Улететь бы на яркой ракете

туда, на что не грех подписаться…

 

Поле.

Полина, Поля,

пуля – и болью

наполнен

трепетный крик.

Мы падали навзничь –

каждый теперь старик –

как давеча

потешался начальник.

Продолжается вечеринка,

и тот, кто отделался чаем, –

последнею спичкой чиркнул

под медленной аркой

и канул в ночи.

Лето кончается – жалко,

но – помолчи…

 

Свобода,

свобода –

выписка из приказа.

Возможно – мы всё ещё молоды,

но это – заметно не сразу.

 

 

* * *

 

Глумился
голем
над смыслом,
и голая
голень
вязла в тине
вдоль топкого берега,
но мы смотрели, как в тигле
выплавлялась иная материя,
и нам было тепло –
особенно после ливня,
когда до нитки, до костей, до того,
что ближе к телу либо
к сердцу

вновь остались сырыми.

В огне – вместо духа и сына –
нам чудился жар сентенций,
хотелось – если уж греться –
то чем-нибудь сиротливо

глядящим из темноты.

Да, голем – казалось, что это ты –

новорожденный,

хрупкая кукла богов,

кусок болотного дёрна,

оживший под сапогом

хромого скитальца.

Но вышел на свет

и стал тем, чего стоит бояться

на встречной с тобой полосе.

 

Глина

плюс лава –

да пепел, да слива,

раздавленная

в руке, –

вот и всё,

что трактуется на твоём языке

тому, кто обедал овсом

у скупого костра.

А ближе тебя подпустишь –

в пальцах твоих остра

у горла узкая

сталь ножа –

впрочем, мечталось же,

чтоб воспарила душа –

раз уж скулить о душе.

 

Но – голем,

по-прежнему – голем…

Засыпая потным и голым –

видишь цветущий сад,

где под яблоней –

наши дети сидят,

не рождённые в жизни явленной…

 

 

* * *

 

Жаба – пучит

глаза в омуте цифр.

Мы с тобой живучие –

могли б захиреть от цинги

или от чахлого света,

сквозь щель занавесок

втёкшего в глаз по руслу индейского лета,

но – улучив время и место –

остались в строю –

в строчке спорного текста,

в котором – ноздря в ноздрю –

идут к финишу кони

апокалипсиса или просто –

оторвавшиеся от погони

жеребцы из разграбленного обоза.

 

Могли б кануть в чаще –

захлебнувшись клюквенным соком,

при разделе на «не наших» и «наших»

попасть под скорое

лезвие, сгинуть в лестничной клетке,

как бумажные лебеди –

оригами, выйти калеками

из покоев железной леди

или бронзового вождя.

Но вытянули струну –

пальцами сжав

аккорд, собранный по куску

на треснутом грифе.

Так эллины – видимо –

вылепляли из глины в мифах

каждый нюанс картины,

где в центре – огонь.

У оград снуют воробьи,

и хлебные крошки покидают ладонь

во имя пернатой любви.

 

Остались в прожилках,

вынесли быль и боль

случайными пассажирами,

успевшими сесть на борт

в чужом незнакомом городе

с улицами-метелицами,

несущими мимо барокко и готики

в сторону спальных районов из теста

ржаного с обилием грубой соли.

Сколько ещё лететь-плыть-ехать –

знает только играющий соло

флейтист в руинах расколотого ореха,

но отвечает лишь эхо –

неразличимое эхо,

невнятное эхо,

лишь эхо,

эхо…

 

 

* * *

 

Ел эскимо –

холодил языка

кончик – словно зимой

ртом ловил свысока

выпавший снег.

Всё иное казалось пустым –

невкусным, несладким.
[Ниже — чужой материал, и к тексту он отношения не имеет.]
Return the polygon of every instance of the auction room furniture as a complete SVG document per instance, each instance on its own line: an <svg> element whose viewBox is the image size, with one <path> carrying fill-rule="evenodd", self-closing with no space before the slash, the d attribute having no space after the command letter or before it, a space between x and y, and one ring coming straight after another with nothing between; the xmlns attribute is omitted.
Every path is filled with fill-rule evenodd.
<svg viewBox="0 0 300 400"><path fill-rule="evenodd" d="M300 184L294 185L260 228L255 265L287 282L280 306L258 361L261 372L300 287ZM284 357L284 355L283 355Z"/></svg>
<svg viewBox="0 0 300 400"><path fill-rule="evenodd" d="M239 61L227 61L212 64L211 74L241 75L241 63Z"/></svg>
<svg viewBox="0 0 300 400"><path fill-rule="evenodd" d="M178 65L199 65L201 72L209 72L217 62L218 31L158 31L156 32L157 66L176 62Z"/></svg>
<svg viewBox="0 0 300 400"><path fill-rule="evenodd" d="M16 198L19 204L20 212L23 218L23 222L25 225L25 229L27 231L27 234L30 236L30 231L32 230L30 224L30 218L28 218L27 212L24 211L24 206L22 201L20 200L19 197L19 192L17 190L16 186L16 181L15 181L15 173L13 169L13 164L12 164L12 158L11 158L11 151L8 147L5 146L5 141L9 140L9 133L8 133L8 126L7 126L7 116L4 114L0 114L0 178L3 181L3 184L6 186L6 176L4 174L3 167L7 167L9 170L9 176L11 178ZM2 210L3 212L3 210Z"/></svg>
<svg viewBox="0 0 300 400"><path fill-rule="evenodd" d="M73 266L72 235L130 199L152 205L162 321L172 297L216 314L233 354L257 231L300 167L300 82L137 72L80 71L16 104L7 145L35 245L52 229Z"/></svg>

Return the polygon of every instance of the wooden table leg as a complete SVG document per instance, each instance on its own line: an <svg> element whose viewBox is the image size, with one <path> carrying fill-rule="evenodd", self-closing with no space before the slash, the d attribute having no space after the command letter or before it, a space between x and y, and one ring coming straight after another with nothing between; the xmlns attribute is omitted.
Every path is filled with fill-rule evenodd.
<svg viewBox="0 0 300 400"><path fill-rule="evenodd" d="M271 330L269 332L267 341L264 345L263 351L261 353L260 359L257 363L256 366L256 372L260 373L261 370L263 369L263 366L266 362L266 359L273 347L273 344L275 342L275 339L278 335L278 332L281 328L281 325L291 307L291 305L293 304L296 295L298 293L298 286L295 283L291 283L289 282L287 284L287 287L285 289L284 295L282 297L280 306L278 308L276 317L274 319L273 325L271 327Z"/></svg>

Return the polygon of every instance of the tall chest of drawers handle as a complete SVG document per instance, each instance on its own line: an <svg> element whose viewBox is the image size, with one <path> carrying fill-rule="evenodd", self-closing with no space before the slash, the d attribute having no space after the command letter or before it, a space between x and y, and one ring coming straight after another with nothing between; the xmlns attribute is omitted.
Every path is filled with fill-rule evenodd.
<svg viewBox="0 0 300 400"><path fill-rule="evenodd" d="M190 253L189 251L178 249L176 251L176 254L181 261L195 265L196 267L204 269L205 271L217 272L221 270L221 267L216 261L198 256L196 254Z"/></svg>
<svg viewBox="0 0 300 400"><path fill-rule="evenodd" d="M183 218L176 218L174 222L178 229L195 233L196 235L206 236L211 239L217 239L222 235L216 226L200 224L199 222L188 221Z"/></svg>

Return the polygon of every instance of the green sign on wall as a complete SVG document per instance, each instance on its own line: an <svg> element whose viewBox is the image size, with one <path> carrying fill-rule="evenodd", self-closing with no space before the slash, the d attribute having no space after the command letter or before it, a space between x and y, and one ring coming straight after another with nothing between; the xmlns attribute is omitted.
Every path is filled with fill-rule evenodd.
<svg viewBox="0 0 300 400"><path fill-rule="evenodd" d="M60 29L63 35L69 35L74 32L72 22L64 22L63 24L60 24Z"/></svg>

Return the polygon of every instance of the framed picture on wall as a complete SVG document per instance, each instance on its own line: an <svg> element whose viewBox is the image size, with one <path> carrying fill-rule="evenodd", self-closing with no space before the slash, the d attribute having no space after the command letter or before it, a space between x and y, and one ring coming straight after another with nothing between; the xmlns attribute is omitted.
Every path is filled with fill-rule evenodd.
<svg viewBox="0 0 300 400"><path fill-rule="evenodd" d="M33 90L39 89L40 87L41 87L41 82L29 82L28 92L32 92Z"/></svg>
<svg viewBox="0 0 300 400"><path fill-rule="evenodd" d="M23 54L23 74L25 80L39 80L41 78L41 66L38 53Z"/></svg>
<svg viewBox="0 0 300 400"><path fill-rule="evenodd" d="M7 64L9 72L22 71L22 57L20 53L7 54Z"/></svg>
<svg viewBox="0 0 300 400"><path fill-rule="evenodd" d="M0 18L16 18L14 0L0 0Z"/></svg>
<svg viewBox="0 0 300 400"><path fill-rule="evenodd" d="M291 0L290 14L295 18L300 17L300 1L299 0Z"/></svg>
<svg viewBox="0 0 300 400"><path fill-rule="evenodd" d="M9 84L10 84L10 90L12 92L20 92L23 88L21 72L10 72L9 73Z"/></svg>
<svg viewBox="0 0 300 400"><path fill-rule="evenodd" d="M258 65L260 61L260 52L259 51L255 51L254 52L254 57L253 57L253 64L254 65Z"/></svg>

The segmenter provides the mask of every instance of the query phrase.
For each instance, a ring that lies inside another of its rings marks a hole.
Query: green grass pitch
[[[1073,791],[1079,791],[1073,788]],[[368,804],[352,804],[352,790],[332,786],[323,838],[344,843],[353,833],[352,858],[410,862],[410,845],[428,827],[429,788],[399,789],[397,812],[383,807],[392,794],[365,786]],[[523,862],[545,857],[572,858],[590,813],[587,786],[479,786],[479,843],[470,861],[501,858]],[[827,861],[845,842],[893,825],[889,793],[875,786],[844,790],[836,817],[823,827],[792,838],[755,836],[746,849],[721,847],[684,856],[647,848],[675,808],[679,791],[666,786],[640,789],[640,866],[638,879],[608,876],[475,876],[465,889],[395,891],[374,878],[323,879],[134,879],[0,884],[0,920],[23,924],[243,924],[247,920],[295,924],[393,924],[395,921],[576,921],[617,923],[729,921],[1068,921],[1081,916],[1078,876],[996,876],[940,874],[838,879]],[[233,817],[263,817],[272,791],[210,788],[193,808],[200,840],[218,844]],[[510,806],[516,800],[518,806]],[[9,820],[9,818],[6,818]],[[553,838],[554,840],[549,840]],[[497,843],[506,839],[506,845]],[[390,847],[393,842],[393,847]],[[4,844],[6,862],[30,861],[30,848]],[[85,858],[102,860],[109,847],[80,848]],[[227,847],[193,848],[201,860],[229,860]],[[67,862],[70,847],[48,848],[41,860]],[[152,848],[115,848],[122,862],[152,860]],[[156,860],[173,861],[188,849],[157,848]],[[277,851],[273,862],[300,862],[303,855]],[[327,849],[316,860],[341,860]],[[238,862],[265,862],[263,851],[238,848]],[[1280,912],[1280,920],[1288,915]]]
Эх –

как же давно эти бразды

правления цветом и звуком

пребывают в цепких руках

не Большого Брата или его внука,

которого тот ругал

за двойки по физике

и испорченный вкус,

изображая Фонвизина,

крутящего сталинский ус,

а в руках скупой глухоты,

упаковавшей мир

в мокрый картон, где ты –

в слишком тесной связи с людьми.

 

Ходил по проспекту –

прислушивался к шагам.

Таяло, таяло лето

и эскимо – как душа

шоколадного эльфа –

покидало толкиеновский сюжет,

в котором бог метит шельму,

рычащую, что бога нет…

 

Но бог – в тусклых прожилках

августовского листа,

в небе, где пассажирам,

рассаженным по местам,

предлагают соки и воды,

в солнечном робком луче…

Ел эскимо – был свободен

в каком-то детском ключе.

 

Ведь знают уста младенца –

даже внутри мужей, –

что в маленьких радостях сердцу

не так беспросветно уже…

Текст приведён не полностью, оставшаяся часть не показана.